# Radioactive Crappie



## brfisherman17 (Jan 21, 2011)

So... I've caught a lot of crappie, but I've never seen one like this... I caught it a couple days ago in Utah Lake. Bright blue/green patch on only one side. :jaw:


----------



## willfish4food (Jul 14, 2009)

He was probably just out paint balling with his friends. 

That's a curious mark for sure. Wonder what really did cause it.


----------



## LostLouisianian (Oct 11, 2010)

brfisherman17 said:


> So... I've caught a lot of crappie, but I've never seen one like this... I caught it a couple days ago in Utah Lake.
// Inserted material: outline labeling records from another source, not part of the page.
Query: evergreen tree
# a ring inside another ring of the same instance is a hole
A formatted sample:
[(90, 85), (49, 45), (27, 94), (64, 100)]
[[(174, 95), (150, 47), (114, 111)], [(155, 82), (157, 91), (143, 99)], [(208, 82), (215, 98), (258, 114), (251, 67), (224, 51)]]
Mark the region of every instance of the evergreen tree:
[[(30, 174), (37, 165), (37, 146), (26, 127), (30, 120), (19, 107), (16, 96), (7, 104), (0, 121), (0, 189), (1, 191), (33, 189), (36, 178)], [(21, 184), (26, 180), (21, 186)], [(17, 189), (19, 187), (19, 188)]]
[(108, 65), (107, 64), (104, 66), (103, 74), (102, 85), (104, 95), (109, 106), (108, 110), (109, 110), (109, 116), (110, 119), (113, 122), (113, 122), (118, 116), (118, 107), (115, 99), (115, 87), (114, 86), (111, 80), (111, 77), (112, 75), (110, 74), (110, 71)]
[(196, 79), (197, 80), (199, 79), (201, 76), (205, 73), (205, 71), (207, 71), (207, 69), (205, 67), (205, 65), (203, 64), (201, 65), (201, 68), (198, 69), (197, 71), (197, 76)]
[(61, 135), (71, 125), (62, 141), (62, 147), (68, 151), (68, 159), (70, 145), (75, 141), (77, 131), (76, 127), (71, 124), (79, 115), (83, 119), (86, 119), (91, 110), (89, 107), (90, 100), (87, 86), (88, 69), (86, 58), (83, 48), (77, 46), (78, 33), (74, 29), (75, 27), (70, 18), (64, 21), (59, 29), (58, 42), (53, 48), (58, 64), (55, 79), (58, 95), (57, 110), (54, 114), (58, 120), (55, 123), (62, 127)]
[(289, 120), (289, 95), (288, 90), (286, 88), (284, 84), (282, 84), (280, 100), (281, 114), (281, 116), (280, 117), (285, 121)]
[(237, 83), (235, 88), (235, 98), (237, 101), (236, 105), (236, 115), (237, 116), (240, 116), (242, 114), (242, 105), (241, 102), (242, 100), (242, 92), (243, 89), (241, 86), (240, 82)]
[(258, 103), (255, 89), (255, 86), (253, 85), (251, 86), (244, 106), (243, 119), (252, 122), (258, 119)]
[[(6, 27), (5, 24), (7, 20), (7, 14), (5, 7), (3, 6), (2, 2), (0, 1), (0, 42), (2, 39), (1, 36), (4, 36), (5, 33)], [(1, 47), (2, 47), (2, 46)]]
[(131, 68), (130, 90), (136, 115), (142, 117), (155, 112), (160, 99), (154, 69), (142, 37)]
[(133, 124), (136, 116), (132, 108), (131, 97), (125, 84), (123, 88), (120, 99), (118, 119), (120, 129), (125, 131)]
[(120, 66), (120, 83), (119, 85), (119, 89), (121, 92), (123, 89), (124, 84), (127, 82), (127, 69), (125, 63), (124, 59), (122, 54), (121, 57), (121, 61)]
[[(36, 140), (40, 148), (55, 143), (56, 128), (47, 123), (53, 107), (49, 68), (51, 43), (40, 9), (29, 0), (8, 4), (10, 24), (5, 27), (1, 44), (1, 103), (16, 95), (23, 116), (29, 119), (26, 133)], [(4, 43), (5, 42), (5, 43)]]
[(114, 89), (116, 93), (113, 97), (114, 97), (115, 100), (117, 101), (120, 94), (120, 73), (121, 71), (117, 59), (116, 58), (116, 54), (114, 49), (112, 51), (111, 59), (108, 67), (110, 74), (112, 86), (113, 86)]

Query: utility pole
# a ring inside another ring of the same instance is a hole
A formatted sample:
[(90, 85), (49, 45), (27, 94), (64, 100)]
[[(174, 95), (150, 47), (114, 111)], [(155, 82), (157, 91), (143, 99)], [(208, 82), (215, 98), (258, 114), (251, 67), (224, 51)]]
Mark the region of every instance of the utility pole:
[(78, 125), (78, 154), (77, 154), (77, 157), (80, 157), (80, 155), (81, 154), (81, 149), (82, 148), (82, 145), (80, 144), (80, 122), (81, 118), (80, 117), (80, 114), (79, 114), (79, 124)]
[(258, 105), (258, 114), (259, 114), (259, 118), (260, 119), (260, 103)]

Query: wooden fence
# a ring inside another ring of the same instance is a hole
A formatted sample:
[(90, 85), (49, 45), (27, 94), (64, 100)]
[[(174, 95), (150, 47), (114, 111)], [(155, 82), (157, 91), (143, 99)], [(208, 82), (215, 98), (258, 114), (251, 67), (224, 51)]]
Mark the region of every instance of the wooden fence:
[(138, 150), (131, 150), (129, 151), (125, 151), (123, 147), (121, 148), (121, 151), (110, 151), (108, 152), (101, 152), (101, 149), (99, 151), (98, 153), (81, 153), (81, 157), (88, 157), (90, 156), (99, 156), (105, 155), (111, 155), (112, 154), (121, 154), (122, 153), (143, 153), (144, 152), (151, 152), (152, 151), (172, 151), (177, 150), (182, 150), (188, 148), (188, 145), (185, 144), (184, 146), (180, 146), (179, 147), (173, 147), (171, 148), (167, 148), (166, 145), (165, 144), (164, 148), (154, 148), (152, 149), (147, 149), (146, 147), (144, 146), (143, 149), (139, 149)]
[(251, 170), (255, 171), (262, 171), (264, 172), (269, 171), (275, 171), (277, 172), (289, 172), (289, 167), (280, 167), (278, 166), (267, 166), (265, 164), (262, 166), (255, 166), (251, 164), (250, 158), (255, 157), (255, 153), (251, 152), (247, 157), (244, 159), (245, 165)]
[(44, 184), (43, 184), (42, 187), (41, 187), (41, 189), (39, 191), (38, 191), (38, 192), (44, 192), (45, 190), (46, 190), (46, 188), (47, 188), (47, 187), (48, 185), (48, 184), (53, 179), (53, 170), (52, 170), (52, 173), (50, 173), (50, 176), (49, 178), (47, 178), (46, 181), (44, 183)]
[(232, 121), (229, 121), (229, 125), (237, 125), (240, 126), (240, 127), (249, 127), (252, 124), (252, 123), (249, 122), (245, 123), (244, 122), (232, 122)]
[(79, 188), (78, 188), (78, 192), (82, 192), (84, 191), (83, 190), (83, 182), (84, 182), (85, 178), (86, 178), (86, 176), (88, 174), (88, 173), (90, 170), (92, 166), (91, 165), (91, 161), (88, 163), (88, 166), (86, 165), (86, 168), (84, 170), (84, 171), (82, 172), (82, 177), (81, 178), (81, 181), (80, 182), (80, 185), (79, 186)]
Bright blue/green patch on only one side. :jaw:


First off, I dispute the fact that it came from Utah Lake. It only has two eyes and they're on each side of it's head. Crappie from Utah lake generally have 7 eyes. 2 on one side and 5 on the other along with a double tail. I say this picture is photoshopped.... ;-)


----------



## Watcher (Dec 31, 2008)

*The real question is how did it taste?*


----------



## Critter (Mar 20, 2010)

As long as it doesn't glow in the dark it is OK to eat.


----------



## LOAH (Sep 29, 2007)

That's really neat!

(They're snorting glow sticks, these days. All the new age fish are doing it.)


----------



## trackerputnam (Dec 21, 2014)

All the radioactive Japanease debris my crew and I have picked up over the last three years has not seemed to hurt us either. Now all that tuna we have been eating swimming in that water and eating all those mercury laden bait fish may be another matter.-O,-


----------